L’Art français de la guerre, d’Alexis Jenni, tout juste auréolé du Goncourt, nous replonge dans l’histoire coloniale de la France et ses rémanences actuelles. Victorien Salagnon, ancien militaire de l’armée coloniale française, conte ses terribles guerres qui se sont enchaînées pendant plusieurs décennies au sortir de 1945 et qui ont verrouillé, au passage, la mémoire et la conscience collectives. À l’opposé d’un Jenni qui puise dans l’horreur la trame d’un récit cherchant à s’en dégager, Pompidou en appelait en 1972 à un droit à l’oubli : « Notre pays, depuis plus de trente ans, a été de drame national en drame national. Ce fut la guerre, la défaite et ses humiliations, l’Occupation et ses horreurs, la Libération, par contrecoup, l’épuration et ses excès (…) ; et puis la guerre d’Indochine, et puis l’affreux conflit d’Algérie. (…) Le moment n’est-il pas venu de jeter le voile, d’oublier ces temps où les Français ne s’aimaient pas, s’entre-déchiraient et même s’entre-tuaient ? »
Mais cet art serait-il proprement français ? Ou nécessairement humain, si l’on en croit le dialogue republié d’Einstein et de Freud, en 1932, à l’aube d’une des pages les plus sombres de notre histoire (Freud et la guerre, sous la direction de Marlène Belilos, Éditions Michel de Maule, 2011).

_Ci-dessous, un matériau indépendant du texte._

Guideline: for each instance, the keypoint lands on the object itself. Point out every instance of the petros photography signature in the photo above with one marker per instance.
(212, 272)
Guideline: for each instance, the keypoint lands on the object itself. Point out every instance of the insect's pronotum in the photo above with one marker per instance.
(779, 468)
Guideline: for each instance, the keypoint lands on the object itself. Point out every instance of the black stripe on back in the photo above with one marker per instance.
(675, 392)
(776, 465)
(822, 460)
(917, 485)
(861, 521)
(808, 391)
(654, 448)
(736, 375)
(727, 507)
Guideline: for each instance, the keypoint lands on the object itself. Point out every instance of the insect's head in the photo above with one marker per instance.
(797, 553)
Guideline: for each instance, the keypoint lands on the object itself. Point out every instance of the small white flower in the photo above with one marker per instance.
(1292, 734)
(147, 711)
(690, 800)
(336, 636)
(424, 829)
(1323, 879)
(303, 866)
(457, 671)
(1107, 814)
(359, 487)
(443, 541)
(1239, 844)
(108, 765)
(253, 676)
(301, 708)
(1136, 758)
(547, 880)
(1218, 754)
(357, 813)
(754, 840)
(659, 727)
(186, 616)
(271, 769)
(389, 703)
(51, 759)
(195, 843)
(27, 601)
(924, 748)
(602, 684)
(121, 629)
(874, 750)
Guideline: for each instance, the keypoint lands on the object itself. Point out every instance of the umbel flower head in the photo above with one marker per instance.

C’est à l’occasion d’une sollicitation de la Société des nations que le parangon de la science et du progrès, Einstein, s’adresse à Freud pour lui demander « s’il existe un moyen d’affranchir les hommes de la menace de la guerre » et « une possibilité de diriger le développement psychique de l’homme de manière à le rendre mieux armé contre les psychoses de haine et de destruction ».
La réponse freudienne sera ambivalente. « Tout ce qui travaille au développement de la culture travaille aussi contre la guerre. » Mais Freud de poursuivre : l’humanité subit le phénomène du développement de la culture (Malaise dans la civilisation) et de rappeler ce qui est aussi une découverte psychanalytique : « Il est très rare que l’acte soit l’œuvre d’une seule incitation instinctive. » Éros et Thanatos sont moins des pulsions antinomiques que des pulsions liées. « L’être vivant préserve pour ainsi dire sa propre existence en détruisant l’autre. »
Dans ce contexte-là, pas simple de définir la pulsion de mort indépendamment d’une pulsion de vie, la pulsion de mort pouvant parfois s’assimiler à une sorte de dernier saut vers la vie, une tentative ultime de réinstauration subjective (François Ansermet).
Freud, ayant rappelé l’ambivalence de l’homme et de la culture par rapport à la pulsion de destruction, se permet une pirouette un brin polémique : la violence, demande-t-il, au final, pourquoi n’en prenons-nous pas notre parti ? Parce que précisément la violence que nous éprouvons est une affaire culturelle plus qu’une affaire naturelle. Freud soutient qu’il n’y a pas d’équivalent chez l’animal pour qui l’instinct, justement, a pour effet de contenir la destruction de l’adversaire dans les limites de la nécessité. En somme, l’animal tue, détruit, parce que c’est toujours une affaire de survie. L’homme, non, et le voilà placé, comme l’écrit Freud, dans des situations qui le déshonorent. Du non-art d’être homme et du nécessaire art de devenir humain.